# Bicep look smaller than Tricep.. Help



## Smith_X (Oct 23, 2004)

I notice that my tricep look bigger than my bicep. I think it's happen because lack of bicep exercise. Actually, I do not exercise my tricep, too but I think it's bigger becuase bench press. I alway keep bench press but I do not perform drumbell curl much.

Question.
If I want to add more size of my Bicep. At least, let it look match / equal with my tricep. Could you recommend work out routine for me, please?


----------



## LAM (Oct 23, 2004)

your tricep is supposed to be 60% of the upper arm...


----------



## Du (Oct 23, 2004)

Smith_X said:
			
		

> I notice that my tricep look bigger than my bicep. I think it's happen because lack of bicep exercise. Actually, I do not exercise my tricep, too but I think it's bigger becuase bench press. I alway keep bench press but I do not perform drumbell curl much.
> 
> Question.
> If I want to add more size of my Bicep. At least, let it look match / equal with my tricep. Could you recommend work out routine for me, please?
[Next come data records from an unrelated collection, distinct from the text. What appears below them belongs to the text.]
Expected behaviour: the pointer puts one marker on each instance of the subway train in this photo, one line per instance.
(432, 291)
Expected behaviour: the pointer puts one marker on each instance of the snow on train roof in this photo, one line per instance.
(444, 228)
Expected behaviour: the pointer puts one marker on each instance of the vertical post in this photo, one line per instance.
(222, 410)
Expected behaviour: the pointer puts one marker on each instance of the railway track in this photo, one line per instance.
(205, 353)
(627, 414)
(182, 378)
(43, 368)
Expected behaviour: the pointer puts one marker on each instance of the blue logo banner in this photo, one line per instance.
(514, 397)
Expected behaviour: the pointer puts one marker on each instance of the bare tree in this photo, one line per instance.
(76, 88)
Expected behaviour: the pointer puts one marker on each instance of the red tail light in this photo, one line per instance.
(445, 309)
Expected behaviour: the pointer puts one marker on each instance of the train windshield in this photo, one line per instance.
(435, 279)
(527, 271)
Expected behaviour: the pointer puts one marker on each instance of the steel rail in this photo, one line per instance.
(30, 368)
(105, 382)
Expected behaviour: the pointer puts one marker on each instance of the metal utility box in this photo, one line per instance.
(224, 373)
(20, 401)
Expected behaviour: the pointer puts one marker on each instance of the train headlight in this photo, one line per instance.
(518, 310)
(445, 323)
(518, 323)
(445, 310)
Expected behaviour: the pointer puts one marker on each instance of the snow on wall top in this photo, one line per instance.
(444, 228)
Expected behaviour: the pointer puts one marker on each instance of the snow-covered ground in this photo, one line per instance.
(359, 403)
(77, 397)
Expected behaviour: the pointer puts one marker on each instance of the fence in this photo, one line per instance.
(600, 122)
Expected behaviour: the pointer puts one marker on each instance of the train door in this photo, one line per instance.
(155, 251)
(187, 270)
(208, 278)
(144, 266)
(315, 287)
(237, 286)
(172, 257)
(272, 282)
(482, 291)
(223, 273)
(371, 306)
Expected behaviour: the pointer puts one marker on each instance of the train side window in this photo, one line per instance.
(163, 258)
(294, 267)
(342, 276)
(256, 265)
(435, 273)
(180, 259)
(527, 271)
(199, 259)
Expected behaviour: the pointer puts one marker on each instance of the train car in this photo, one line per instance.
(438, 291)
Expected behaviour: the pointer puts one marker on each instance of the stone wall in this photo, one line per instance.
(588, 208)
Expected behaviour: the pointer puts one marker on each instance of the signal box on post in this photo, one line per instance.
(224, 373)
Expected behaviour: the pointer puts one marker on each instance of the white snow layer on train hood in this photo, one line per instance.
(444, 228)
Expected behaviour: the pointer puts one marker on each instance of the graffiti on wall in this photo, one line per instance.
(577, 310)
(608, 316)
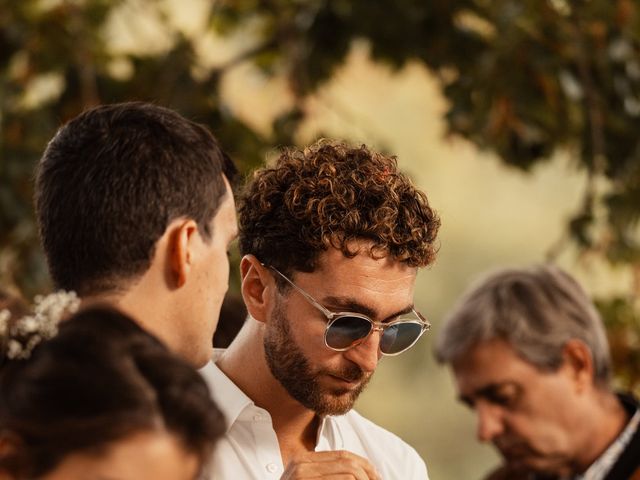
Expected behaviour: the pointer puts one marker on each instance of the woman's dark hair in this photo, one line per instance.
(100, 379)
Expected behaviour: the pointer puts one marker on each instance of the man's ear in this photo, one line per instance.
(579, 361)
(182, 243)
(257, 287)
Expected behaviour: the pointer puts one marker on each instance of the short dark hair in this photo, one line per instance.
(109, 183)
(99, 380)
(328, 195)
(536, 310)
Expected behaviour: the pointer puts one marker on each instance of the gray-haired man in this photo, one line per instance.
(529, 354)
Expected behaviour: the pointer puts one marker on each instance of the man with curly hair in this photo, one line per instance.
(332, 238)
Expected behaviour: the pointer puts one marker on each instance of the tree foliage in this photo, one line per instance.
(523, 78)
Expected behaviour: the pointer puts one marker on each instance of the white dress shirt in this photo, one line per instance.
(250, 450)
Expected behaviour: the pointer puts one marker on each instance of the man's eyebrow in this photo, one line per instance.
(352, 305)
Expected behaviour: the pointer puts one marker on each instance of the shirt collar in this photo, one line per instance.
(601, 467)
(229, 398)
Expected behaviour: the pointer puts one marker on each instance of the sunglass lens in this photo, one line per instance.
(399, 337)
(345, 331)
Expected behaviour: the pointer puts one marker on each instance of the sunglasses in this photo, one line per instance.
(346, 330)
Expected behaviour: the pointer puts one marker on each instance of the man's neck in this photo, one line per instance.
(295, 426)
(606, 422)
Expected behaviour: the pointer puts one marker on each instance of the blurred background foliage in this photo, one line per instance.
(522, 79)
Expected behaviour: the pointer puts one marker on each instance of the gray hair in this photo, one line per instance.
(537, 310)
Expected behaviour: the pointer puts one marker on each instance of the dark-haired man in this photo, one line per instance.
(529, 354)
(135, 209)
(332, 238)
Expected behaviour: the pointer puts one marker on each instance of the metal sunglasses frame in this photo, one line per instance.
(332, 317)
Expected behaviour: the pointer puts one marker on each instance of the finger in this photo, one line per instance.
(338, 462)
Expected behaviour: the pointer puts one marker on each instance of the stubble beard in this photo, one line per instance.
(293, 370)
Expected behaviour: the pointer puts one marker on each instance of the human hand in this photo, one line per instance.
(335, 465)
Tricep is supposed to be bigger. Its supposed to be stronger. 

But if your bi's are really lagging here are a few-

Barbell curl
Dumbell curl
Preacher curl
Heavier back work (rows)
http://www.exrx.net/Lists/Directory.html


----------



## fifteecent (Oct 23, 2004)

Hey I have the same problem. I never did triceps except for when i benched. I did biceps regularly but they just didn't seem to grow for me so they seem to lack in proportion. Plus my shoulders are pretty big and round so it makes my biceps look even smaller.


----------



## Arnold (Oct 23, 2004)

LAM said:
			
		

> your tricep is supposed to be 60% of the upper arm...



70%


----------



## LAM (Oct 23, 2004)

I knew it was something like that..


----------



## Smith_X (Oct 24, 2004)

Thanks for every reply.

That's mean my bicep/tricep is fine. (I have to tune-up my mind.) I will add some routine for my arms later.


----------



## Tha Don (Oct 24, 2004)

ask 'ahhhnold', he'll recommend a good routine for ya


----------



## sentricyphen (Oct 24, 2004)

yeah like 20 supersetted dropsets on the preacher curls, followed up by 15 sets of 1RM concentration curls.


----------



## Ahsan (Oct 25, 2004)

My Problem is that my bi's look small when relaxed. Although they look big when flexed.


----------



## LAM (Oct 25, 2004)

Ahsan said:
			
		

> My Problem is that my bi's look small when relaxed. Although they look big when flexed.



then you need to drop some body fat.  your muscles look bigger when you are lean even when they are relaxed...


----------



## Ahsan (Oct 25, 2004)

ohhh reallly.Thx for the cool advice. I have asked this question on another thread also. I dont have Fat Caliper. Is there any other way to measure ur bf.


----------



## camarosuper6 (Oct 25, 2004)

> Although they look big when flexed.


----------



## Tha Don (Oct 25, 2004)

Ahsan said:
			
		

> My Problem is that my bi's look small when relaxed. Although they look big when flexed.



NO SHIT!!

OMG you need to STOP!!!

you make me laugh too hard and i'm low on boxer shorts as it is!! only got 2 pairs left to last me this week (them i'm off home with a suitcase of washing for mommy)

but please stop making the worlds most dumbest comments because i can't afford to keep wetting myself laughing at you


----------



## GIZmo_Timme (Oct 25, 2004)

hahahahhah your to good young d


----------



## Ahsan (Oct 25, 2004)

Whats wrong with my post ??


----------